Das Parlament verabschiedete zudem bei Enthaltung der Grünen und Ablehnung der Linksfraktion einen Gesetzentwurf der Bundesregierung zur Unterbringung ausländischer Kinder und Jugendlicher (18/5921) in der Fassung des Familienausschusses (18/6392). Danach sollen unbegleitete minderjährige Flüchtlinge künftig bundesweit auf alle Jugendämter verteilt werden. Bundesfamilienministerin Manuela Schwesig (SPD) sagte in der Debatte, es sei „eine Frage der Solidarität, aber vor allem eine Frage des Kindeswohls, dass zukünftig überall in Deutschland die Kapazitäten der Kinder- und Jugendhilfe genutzt werden, um diesen Kindern und Jugendlichen, die ohne Familie hier ankommen, ein gutes Zuhause zu geben“. Bislang ist für die Inobhutnahme von unbegleiteten Flüchtlingskindern stets jenes Jugendamt zuständig, bei dem das Kind nach seiner Einreise nach Deutschland erstmals registriert wird.
Keine Mehrheit fanden Anträge der Linken für einen grundlegenden Wandel in der Asylpolitik (18/3839) und "gegen eine Politik der Ausgrenzung und Diskriminierung" (18/6190) sowie der Grünen für eine faire finanzielle Verantwortungsteilung bei der Aufnahme und Versorgung von Flüchtlingen" (18/4694). Auf Empfehlung des Familienausschusses (18/6392) scheiterten die Linke auch mit einem Antrag, unbegleitete minderjährige Flüchtlinge mit einer starken Jugendhilfe aufzunehmen (18/4185), und die Grünen mit dem Antrag, das Kindeswohl bei der Versorgung unbegleiteter minderjähriger Flüchtlinge abzusichern (18/5932).

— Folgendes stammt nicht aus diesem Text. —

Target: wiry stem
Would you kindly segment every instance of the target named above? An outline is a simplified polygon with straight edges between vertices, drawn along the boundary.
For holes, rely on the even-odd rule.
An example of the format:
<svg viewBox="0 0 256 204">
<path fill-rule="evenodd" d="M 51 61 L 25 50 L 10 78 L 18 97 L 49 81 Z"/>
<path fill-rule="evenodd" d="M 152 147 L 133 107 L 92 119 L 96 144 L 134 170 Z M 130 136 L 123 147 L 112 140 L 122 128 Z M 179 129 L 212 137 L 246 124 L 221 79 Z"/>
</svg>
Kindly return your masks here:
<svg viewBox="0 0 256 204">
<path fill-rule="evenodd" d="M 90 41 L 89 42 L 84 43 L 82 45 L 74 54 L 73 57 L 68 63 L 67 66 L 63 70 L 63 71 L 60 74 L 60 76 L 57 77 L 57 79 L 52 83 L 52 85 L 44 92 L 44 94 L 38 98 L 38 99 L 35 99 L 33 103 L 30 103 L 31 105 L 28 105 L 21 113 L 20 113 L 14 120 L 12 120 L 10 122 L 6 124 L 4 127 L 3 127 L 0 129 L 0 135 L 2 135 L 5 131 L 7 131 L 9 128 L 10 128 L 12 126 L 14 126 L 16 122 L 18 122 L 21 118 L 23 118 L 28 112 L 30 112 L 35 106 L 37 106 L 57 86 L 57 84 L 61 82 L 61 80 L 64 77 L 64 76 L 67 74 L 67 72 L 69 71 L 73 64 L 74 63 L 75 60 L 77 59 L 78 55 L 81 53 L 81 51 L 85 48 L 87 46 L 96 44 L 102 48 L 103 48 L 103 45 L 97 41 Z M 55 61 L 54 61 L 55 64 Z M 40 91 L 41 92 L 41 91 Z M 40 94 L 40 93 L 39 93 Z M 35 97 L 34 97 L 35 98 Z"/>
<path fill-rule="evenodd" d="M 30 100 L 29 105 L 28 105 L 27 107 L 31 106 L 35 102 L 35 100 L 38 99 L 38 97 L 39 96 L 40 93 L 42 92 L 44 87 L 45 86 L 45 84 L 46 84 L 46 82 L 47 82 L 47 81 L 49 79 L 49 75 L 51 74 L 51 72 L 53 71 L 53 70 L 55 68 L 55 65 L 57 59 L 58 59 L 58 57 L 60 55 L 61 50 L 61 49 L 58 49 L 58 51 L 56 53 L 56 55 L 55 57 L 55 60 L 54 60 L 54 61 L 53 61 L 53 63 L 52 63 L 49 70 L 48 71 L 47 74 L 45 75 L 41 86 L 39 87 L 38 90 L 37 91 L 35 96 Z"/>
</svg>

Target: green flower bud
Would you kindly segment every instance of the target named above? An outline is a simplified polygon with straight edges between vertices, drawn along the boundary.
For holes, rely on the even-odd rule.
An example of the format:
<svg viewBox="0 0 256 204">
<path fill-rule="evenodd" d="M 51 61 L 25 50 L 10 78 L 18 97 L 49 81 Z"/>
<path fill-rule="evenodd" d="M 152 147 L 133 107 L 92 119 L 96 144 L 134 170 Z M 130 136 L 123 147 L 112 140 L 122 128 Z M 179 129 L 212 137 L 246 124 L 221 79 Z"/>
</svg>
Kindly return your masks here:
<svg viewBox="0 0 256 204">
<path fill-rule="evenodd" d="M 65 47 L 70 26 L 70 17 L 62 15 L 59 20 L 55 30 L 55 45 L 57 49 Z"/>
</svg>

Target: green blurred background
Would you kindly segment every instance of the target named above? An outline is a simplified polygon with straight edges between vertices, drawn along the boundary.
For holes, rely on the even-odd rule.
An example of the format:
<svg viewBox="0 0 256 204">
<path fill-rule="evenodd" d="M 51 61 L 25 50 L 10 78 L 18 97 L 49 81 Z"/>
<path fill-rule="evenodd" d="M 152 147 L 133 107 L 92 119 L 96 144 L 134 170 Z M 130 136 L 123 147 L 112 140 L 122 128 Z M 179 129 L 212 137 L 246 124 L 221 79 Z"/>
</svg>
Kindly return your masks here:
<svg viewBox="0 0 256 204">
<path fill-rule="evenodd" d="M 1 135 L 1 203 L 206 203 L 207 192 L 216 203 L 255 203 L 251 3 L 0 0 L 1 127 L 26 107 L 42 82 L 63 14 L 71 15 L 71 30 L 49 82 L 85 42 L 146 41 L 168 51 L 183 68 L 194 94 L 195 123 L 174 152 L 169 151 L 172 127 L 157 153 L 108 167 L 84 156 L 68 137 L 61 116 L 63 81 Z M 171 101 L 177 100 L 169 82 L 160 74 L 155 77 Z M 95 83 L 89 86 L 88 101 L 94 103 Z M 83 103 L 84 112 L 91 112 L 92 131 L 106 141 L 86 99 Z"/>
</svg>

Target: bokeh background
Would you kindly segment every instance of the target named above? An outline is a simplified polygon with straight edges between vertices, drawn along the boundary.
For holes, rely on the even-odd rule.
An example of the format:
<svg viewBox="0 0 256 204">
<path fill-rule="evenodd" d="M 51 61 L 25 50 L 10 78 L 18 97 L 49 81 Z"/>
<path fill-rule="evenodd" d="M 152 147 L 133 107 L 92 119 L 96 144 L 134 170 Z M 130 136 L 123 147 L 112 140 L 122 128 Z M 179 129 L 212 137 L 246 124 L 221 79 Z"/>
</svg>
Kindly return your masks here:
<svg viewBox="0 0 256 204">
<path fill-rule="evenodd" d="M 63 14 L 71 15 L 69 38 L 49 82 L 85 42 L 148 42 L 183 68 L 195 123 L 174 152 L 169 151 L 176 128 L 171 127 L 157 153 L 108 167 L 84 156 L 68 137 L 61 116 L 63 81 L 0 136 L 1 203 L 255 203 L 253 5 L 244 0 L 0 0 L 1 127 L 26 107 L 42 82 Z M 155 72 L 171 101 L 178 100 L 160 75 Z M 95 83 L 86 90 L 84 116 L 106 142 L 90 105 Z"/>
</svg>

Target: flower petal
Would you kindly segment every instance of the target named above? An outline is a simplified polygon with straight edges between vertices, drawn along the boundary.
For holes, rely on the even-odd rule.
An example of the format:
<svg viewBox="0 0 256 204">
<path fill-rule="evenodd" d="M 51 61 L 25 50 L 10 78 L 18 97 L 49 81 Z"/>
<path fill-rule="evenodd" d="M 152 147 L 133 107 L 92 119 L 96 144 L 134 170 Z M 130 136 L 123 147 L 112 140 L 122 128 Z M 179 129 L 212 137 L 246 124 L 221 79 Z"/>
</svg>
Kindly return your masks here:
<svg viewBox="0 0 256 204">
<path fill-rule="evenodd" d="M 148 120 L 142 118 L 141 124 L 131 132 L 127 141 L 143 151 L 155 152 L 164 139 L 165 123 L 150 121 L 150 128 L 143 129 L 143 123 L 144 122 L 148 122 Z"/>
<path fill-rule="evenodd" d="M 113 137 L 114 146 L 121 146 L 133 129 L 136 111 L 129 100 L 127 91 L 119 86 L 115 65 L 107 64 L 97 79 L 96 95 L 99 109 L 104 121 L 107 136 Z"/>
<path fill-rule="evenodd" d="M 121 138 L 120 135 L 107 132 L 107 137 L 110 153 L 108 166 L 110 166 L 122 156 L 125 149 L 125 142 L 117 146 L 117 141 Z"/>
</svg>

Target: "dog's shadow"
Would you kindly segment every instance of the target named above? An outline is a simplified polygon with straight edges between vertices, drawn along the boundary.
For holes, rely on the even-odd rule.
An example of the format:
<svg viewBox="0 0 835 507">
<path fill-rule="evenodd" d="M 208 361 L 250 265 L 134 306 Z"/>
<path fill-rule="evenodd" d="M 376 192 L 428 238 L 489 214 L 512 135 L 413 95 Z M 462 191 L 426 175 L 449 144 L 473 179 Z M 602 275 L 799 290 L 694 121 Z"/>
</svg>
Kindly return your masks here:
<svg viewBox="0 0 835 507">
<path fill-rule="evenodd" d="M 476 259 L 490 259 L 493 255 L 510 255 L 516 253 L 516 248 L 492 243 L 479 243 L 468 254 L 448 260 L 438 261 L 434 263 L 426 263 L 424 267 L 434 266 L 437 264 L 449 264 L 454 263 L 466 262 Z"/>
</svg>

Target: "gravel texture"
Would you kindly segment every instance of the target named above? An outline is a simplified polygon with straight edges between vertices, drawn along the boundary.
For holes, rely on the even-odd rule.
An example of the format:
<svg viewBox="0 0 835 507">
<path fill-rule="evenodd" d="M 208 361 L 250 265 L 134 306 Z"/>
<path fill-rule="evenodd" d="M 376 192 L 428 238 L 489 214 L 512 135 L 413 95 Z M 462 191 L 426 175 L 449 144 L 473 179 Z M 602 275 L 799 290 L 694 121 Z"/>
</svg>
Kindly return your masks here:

Abgelhnt wurde auch ein Entschließungsantrag der Grünen (18/6393) zum Asylverfahrensbeschleunigungsgesetz. Darin hatte die Fraktion gefordert, dass sich die Bundesregierung mit Ländern, Kommunen und der Zivilgesellschaft auf einen Pakt zum Aufbau einer Willkommensinfrastruktur zur Integration und gesellschaftlichen Teilhabe verständigen soll. Einvernehmlich erklärte das Plenum den Gesetzentwurf der Bundesregierung zur schnelleren Entlastung der Länder und Kommunen bei der Aufnahme und Unterbringung von Asylbewerbern (18/6172) auf Empfehlung des Haushaltsausschusses (18/6381) für erledigt. (sto/15.10.2015)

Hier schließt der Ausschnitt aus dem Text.